Berbagi Cinta: Complicated Love

Berbagi Cinta: Complicated Love
BAB 179. Pulang bersama


__ADS_3

Axel pulang cepat hari ini sesuai dengan apa yang dikatakannya kepada Geya. Tadi dia sudah mengirim pesan kepada Geya bahwa dia sudah dalam perjalanan pulang namun Geya tidak membalasnya. Jangankan membalas melihat pesannya saja belum dilihat.


Ada rasa khawatir di dalam diri Axel mengenai perkataan Geya pagi tadi yang ingin mengurus surat perceraian mereka. Namun saat Axel menanyakan kepada mamanya apakah Geya ada keluar dari rumah namun mamanya bilang tidak ada. Jangankan keluar rumah keluar kamar saja Geya tidak hari ini.

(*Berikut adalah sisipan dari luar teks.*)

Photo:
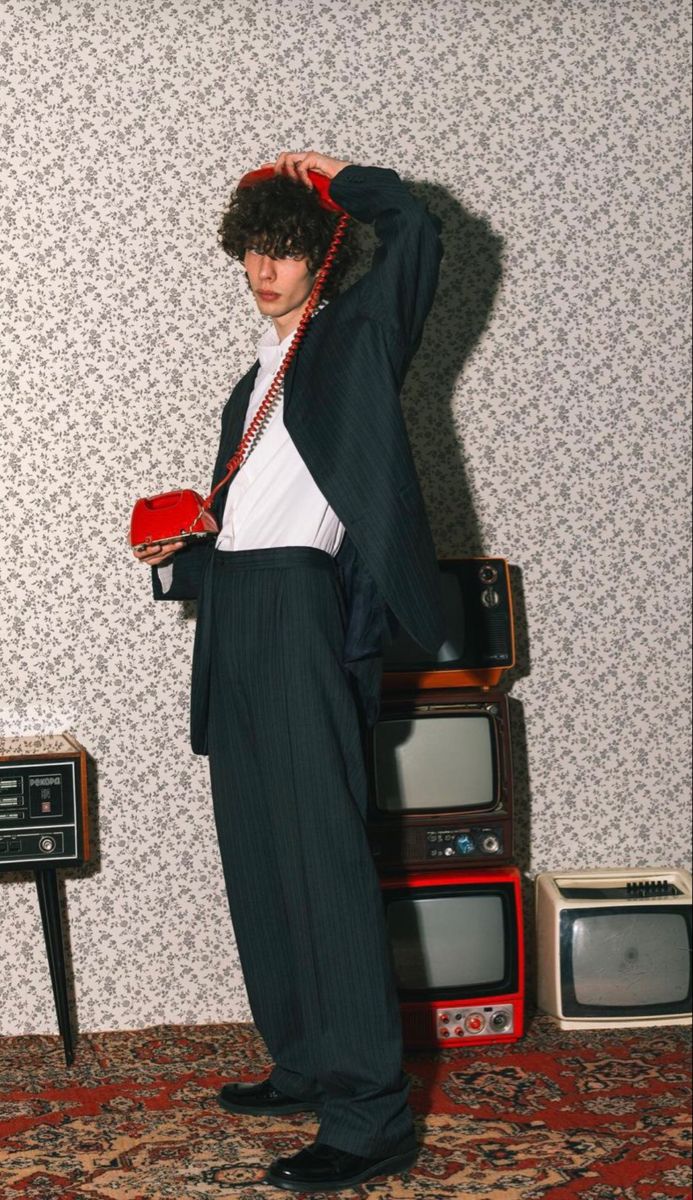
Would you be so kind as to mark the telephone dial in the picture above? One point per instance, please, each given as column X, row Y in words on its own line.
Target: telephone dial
column 184, row 515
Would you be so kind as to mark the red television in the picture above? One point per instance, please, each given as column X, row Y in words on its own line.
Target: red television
column 458, row 951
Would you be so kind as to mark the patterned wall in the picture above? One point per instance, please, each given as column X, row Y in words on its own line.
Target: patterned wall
column 547, row 408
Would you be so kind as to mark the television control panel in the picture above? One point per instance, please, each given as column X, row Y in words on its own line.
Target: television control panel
column 463, row 1023
column 42, row 803
column 420, row 845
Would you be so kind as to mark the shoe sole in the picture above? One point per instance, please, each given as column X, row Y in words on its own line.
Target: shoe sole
column 387, row 1167
column 258, row 1110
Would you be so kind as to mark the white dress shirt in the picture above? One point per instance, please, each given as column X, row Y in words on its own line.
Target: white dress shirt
column 272, row 501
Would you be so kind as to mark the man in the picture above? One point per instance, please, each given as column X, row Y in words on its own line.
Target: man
column 324, row 543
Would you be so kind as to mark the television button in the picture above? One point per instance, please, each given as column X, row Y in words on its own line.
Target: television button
column 475, row 1023
column 489, row 598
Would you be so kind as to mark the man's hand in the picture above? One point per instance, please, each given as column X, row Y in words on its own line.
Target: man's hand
column 296, row 166
column 156, row 555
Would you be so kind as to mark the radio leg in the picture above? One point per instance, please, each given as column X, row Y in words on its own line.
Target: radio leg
column 52, row 919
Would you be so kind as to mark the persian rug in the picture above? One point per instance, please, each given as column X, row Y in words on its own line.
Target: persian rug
column 555, row 1116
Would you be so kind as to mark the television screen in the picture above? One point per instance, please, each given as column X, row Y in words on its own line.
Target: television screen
column 627, row 960
column 453, row 939
column 437, row 762
column 447, row 942
column 477, row 611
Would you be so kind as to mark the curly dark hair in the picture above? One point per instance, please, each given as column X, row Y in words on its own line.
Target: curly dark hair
column 284, row 219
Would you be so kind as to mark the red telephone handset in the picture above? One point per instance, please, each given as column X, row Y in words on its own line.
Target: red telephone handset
column 184, row 515
column 320, row 185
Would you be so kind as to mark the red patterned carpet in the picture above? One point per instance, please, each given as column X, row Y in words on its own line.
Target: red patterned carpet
column 556, row 1116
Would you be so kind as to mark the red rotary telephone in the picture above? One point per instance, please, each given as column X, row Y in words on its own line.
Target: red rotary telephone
column 184, row 515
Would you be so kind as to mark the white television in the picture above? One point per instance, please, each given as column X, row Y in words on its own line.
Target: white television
column 614, row 947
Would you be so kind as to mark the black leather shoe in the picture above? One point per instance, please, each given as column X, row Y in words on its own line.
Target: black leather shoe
column 321, row 1168
column 260, row 1099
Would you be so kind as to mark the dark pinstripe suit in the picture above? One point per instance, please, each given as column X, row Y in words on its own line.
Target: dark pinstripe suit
column 272, row 702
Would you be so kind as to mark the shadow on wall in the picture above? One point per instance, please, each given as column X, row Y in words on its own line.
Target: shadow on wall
column 470, row 275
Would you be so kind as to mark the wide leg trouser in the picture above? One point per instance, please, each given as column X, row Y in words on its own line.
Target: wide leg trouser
column 289, row 793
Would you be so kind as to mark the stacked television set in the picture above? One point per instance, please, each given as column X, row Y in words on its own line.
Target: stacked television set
column 440, row 819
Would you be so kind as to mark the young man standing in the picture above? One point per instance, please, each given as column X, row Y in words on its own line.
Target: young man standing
column 324, row 543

Axel merasa lega karena Geya tidak keluar rumah dan melakukan niatnya. Bukan berarti biasanya Geya tidak meminta izin kepadanya untuk pergi keluar rumah Geya selalu meminta izin tentang itu. Tapi, karena situasi dan kondisi mereka saat ini membuat Axel berpikir bahwa Geya masih kerasa kepala ingin perceraian hingga ia tidak perlu meminta izin darinya sebagai suami.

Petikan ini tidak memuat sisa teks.